ABSTRACT

Literature on the role of the welfare state and international migration has emphasised the function of welfare programmes as ‘magnets’ that attract unwanted migrants. Recent research has shown that not only do the welfare state and migration regimes interact with each other, but that irregular migrant workers also play a crucial role in the provision of welfare services (Sciortino 2004b; Ungerson & Yeandle 2007). This chapter looks at the organisation of long-term care in Austria and the role migrant care workers play in providing domestic and care services in private households.

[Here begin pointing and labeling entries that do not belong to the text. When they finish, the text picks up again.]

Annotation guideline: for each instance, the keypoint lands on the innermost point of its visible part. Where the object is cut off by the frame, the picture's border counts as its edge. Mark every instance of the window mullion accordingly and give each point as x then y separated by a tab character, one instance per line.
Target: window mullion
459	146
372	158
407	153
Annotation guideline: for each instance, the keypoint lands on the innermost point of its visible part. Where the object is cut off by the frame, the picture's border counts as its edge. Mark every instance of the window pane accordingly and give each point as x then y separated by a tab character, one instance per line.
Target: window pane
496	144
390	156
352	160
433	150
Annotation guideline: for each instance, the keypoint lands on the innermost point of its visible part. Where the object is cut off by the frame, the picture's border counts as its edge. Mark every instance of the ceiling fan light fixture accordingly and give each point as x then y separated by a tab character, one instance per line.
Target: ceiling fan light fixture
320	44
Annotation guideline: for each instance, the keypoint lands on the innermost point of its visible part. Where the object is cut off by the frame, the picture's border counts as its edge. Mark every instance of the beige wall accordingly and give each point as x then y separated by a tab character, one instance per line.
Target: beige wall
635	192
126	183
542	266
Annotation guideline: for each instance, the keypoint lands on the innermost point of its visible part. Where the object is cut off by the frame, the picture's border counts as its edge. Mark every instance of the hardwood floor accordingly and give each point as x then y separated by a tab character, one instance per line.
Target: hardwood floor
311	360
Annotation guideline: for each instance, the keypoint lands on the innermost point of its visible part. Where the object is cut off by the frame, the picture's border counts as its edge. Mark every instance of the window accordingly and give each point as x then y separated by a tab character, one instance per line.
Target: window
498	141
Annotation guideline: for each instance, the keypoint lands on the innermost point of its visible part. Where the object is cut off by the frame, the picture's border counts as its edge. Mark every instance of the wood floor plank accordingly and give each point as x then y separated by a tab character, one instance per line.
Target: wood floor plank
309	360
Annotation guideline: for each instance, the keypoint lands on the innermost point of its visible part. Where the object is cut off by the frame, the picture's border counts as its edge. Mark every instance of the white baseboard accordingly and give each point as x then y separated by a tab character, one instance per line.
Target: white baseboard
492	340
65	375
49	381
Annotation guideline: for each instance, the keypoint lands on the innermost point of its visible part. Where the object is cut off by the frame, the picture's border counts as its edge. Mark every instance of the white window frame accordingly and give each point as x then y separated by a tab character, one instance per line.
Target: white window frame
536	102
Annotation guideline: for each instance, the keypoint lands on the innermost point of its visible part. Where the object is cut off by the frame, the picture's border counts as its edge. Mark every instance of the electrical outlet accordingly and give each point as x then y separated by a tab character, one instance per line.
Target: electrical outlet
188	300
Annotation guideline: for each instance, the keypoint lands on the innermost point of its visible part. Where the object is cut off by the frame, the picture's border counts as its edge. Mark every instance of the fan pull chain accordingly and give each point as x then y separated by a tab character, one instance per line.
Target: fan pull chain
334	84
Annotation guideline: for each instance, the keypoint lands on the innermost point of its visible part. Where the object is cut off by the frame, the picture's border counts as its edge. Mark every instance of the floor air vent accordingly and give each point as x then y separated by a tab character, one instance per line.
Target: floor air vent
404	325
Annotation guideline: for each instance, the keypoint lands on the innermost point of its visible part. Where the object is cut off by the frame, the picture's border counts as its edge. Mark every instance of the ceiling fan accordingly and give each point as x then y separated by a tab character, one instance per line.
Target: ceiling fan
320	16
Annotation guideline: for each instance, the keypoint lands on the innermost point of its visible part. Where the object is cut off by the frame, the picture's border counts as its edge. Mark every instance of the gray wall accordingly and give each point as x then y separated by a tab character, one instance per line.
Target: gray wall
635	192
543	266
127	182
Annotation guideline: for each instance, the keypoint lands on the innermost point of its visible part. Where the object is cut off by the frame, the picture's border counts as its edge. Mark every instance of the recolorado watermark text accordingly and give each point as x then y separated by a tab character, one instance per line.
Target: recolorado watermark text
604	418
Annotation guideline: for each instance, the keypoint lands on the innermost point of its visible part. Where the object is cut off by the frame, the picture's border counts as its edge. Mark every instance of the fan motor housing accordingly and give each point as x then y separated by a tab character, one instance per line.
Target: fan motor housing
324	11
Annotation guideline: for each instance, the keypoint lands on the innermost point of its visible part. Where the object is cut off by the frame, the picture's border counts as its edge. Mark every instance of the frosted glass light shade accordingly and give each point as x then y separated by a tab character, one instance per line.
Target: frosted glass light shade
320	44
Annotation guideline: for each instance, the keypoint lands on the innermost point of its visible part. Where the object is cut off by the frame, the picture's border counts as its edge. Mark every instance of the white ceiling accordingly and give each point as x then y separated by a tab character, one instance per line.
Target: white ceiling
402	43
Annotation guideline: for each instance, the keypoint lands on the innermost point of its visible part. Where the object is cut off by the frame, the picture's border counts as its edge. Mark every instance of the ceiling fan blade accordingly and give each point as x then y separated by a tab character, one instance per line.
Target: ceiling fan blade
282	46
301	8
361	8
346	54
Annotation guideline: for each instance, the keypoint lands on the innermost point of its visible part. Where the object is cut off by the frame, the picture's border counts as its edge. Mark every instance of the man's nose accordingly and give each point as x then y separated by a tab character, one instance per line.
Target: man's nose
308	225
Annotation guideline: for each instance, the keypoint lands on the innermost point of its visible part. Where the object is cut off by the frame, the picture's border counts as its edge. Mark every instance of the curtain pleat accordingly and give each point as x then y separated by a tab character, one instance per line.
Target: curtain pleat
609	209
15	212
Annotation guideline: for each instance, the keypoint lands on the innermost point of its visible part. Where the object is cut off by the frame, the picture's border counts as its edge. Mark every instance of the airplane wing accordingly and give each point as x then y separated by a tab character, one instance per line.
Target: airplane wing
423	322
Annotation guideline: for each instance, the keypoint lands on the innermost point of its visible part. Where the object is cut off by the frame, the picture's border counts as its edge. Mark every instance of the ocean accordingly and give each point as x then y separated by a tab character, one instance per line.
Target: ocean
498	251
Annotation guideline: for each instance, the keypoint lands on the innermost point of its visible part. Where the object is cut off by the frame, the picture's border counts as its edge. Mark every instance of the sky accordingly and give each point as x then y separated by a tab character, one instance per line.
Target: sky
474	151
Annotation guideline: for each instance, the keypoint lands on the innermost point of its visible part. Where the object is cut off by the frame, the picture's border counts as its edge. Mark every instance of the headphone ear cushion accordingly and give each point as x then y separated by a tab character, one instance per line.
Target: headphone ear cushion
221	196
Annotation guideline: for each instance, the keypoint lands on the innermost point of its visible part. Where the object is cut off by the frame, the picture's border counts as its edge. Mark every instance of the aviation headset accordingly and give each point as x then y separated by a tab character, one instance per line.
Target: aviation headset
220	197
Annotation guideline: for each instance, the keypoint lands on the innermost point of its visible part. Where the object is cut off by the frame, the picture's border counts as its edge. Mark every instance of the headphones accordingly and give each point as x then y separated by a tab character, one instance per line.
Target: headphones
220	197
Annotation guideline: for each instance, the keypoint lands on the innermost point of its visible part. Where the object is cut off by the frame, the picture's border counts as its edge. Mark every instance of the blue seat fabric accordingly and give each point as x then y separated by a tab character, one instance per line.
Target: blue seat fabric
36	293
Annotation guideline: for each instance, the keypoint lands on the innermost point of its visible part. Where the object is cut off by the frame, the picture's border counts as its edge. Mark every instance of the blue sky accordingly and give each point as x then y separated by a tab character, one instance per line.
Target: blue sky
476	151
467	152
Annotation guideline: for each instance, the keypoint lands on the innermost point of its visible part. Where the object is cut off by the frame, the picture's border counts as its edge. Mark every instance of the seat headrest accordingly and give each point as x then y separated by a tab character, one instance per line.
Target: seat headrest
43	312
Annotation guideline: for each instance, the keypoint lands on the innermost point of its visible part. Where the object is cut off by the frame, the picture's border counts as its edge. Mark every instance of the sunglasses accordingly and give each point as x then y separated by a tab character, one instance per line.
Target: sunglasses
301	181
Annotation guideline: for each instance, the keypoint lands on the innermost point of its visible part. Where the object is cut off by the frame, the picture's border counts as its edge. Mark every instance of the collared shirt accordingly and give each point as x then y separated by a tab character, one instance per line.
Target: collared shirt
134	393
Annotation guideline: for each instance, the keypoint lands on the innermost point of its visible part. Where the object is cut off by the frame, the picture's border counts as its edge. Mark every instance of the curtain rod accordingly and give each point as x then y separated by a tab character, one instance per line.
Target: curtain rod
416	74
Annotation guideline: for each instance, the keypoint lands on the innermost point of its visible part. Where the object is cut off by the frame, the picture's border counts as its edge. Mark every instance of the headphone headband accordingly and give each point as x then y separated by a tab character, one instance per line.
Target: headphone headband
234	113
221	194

It explores the ways in which Austrian welfare state policies have directly and indirectly attracted and relied on migrant workers from Central and Eastern Europe and how this shapes the transnational care arena. However, the rise of ‘transnational care spaces’ that exist between Austria and its neighbouring countries is not exclusively the result of national welfare and migration policies. Transnational care spaces are also the result of the actions of migrants themselves – through organising care circuits and living transnational lives (Gendera 2007). This chapter focuses on the most relevant policy drivers and the complex organisational patterns and migrant networks in Central European care spaces. It also illustrates how this informal economy, with a great deal of effort on the part of the policymakers, has been integrated into the Austrian system of long-term care provision. Finally, taking a closer look at the regularisation of the informal care sector, I discuss the outcomes of these policies for Austrian households, the welfare state and migrant care workers themselves.